La fermeture des frontières terrestres à l’importation entre la Guinée et les pays voisins préoccupe bon nombre de guinéens. Le pouvoir invoque des mesures de sécurité, notamment la menace djihadiste, pour justifier cette mesure pour le moins impopulaire. Dans les rangs du Parti pour le Progrès et le Changement (PPC), l’on dénonce cette mesure d’un pouvoir qui ne parvient pas à faire face aux besoins de sa population et qui passe par la répression. L’annonce en a été faite ce samedi, 15 février 2020, par Aboubacar Biro Soumah à l’occasion de l’assemblée générale du parti PPC qu’il dirige, a constaté le reporter que Guineematin.com a dépêché sur place.
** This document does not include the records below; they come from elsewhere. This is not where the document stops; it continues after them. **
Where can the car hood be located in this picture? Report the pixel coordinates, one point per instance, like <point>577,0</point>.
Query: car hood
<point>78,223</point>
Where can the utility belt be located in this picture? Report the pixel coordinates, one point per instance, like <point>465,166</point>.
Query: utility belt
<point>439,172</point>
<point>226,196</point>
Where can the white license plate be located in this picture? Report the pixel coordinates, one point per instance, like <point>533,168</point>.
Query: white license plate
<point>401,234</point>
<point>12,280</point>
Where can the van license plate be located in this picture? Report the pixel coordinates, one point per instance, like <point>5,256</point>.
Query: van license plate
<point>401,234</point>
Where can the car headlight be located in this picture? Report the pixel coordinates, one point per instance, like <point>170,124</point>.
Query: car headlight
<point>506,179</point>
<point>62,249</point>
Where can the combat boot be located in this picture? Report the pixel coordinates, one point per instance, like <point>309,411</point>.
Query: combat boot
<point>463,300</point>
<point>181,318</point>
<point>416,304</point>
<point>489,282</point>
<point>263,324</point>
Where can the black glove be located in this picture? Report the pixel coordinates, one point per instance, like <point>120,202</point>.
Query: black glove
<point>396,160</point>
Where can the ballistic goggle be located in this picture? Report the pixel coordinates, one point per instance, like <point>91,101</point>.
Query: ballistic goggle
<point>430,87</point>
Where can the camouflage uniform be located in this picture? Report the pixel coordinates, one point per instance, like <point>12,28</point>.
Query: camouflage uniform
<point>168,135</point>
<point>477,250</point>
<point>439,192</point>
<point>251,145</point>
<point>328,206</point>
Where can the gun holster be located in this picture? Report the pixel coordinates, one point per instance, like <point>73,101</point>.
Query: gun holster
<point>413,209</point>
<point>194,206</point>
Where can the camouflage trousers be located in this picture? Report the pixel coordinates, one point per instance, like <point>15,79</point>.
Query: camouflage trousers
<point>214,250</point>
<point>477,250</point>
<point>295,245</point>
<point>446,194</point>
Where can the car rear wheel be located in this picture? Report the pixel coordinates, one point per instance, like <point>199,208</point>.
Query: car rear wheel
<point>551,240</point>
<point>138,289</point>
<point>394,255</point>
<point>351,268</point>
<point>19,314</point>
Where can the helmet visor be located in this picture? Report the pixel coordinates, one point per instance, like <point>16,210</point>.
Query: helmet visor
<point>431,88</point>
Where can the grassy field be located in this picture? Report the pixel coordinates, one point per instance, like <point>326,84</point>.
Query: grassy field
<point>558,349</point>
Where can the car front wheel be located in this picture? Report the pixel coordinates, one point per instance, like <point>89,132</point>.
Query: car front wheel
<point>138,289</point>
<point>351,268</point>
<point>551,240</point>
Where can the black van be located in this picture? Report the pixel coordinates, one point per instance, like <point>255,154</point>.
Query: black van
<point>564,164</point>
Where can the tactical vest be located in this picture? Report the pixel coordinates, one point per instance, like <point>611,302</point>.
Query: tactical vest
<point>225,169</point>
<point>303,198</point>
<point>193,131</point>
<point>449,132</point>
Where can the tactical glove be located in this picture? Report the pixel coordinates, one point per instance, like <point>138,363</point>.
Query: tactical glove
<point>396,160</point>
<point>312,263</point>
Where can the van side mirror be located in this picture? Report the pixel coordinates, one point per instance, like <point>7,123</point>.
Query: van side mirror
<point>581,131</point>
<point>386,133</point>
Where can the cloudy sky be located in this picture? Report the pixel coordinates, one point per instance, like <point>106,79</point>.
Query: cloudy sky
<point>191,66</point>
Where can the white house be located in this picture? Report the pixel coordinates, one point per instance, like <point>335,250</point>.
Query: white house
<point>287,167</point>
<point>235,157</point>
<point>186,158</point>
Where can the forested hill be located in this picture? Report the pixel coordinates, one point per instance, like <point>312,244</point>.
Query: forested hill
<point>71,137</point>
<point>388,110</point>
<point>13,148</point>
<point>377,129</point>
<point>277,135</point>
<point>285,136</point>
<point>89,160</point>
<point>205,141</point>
Selon le président du PPC, le motif évoqué par le gouvernement guinéen pour fermer les frontières ne tient pas. « Aujourd’hui, il y a combien de camions stationnés à la frontière avec des marchandises à l’intérieur ? On bloque ces camions en disant que les djihadistes veulent entrer dans le pays. Mais le djihadiste dans ce pays, c’est le pouvoir en place. Un pouvoir qui réprime, tue, emprisonne, et blesse sa population, un pouvoir qui saccage, qui renverse les marmites, c’est un pouvoir djihadiste », a-t-il lancé.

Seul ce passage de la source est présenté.